Students and parents are faced with a wide array of choices when it comes to credit cards. According to the Ascent, Visa and MasterCard are considered useful for their convenience and wide acceptance, while American Express offers advantages in the form of big rewards for spenders with a higher-than-average budget.
Cater to reward-savvy parents and students
Many parents — and some students — use credit cards specifically because of the rewards programs associated with them. When they have an opportunity to use their credit card for payments like tuition, event tickets, or meal plans, they will. For example, 75% of U.S. American Express Card Members say they’d prefer to use their American Express card to pay for school-related bills. It might be worth exploring the impact of offering this as a payment option.

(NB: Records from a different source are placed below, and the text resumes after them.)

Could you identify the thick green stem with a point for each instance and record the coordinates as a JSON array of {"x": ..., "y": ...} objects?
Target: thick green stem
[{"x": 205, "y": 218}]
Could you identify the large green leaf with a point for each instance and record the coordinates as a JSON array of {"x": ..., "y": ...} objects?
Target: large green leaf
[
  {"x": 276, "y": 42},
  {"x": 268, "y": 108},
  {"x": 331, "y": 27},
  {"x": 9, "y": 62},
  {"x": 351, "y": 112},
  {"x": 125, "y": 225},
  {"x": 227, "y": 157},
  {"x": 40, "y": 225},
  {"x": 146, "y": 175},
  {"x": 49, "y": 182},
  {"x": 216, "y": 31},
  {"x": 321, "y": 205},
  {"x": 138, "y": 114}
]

Bring in additional revenue
When you offer more payment options for parents and students, your institution is more attractive to families — and the benefits of expanding the amount of credit cards you accept extend beyond tuition and fee payments. At online or on-campus stores, you won’t have to turn away potential sales because you don’t accept the credit card a student is trying to use.
When rethinking campus payment policies, it’s important to consider the evolution of the payment industry to make it easy for students and parents to make tuition payments, pay for campus goods, and invest in the future of your institution.